With Liverpool still waiting for the FA to reveal the reasoning behind the Luis Suarez ban, Brendan Rodgers continued to insist the punishment is too severe and maintained that the club will stand by their man.

Clive Brunskill

With Liverpool still waiting on the FA's written reasoning behind the Luis Suarez ban, any decision as to what comes next remains on hold. Despite that, and in a move that will surely lead to howls of derision in some quarters, Rodgers chose to go ahead and address the issue at his press conference ahead of Saturday's match against Newcastle rather than simply issuing a "no comment."

When asked about his troubled star striker and the ten match ban he now faces, Rodgers continued to praise the player's drive and mentality, despite it at times leading to incidents such as Sunday's regrettable moment of madness.
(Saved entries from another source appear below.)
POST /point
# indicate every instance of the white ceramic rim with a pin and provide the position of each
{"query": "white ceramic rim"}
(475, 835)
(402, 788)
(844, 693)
He also revealed that Suarez has been unable to answer when asked what had led him to bite Branislav Ivanovic—it had been an entirely impulsive act.

"We were very shocked and bitterly disappointed," said the Liverpool manager, adding that his and the player's upset was not caused by the ban itself, as "no one could've complained if it'd been a six game ban," but rather by the severity of it. He further insisted that he believed the severity of the punishment had more to do with the player involved in the incident than it did with the incident itself.

And when it came to the incident itself, Rodgers revealed that at the hearing the club did not seek to compare the bite to past violent acts such as the recent horror-tackle by Wigan's Callium McManaman that could conceivably have ended Newcastle left back Massadio Haidara's career.

Instead, the manager said, they contrasted the incident to Jermain Defoe being picked by FA to represent England immediately after a biting incident that saw him receive only a yellow for his attempts to gnaw on Javier Mascherano's shoulder in a case the FA chose not to revisit as the referee had seen it at the time.

"If we had half a dozen more players like him this football club would be in a better position," Rodgers added, continuing the theme of standing by their man set by managing director Ian Ayre following the incident. "He won't be thrown in the garbage. I look in his face and I see a genuine guy who is bitterly disappointed. It'll take a bit of time for him to reflect.

"He's still very much part of the Liverpool family and very much part of the future."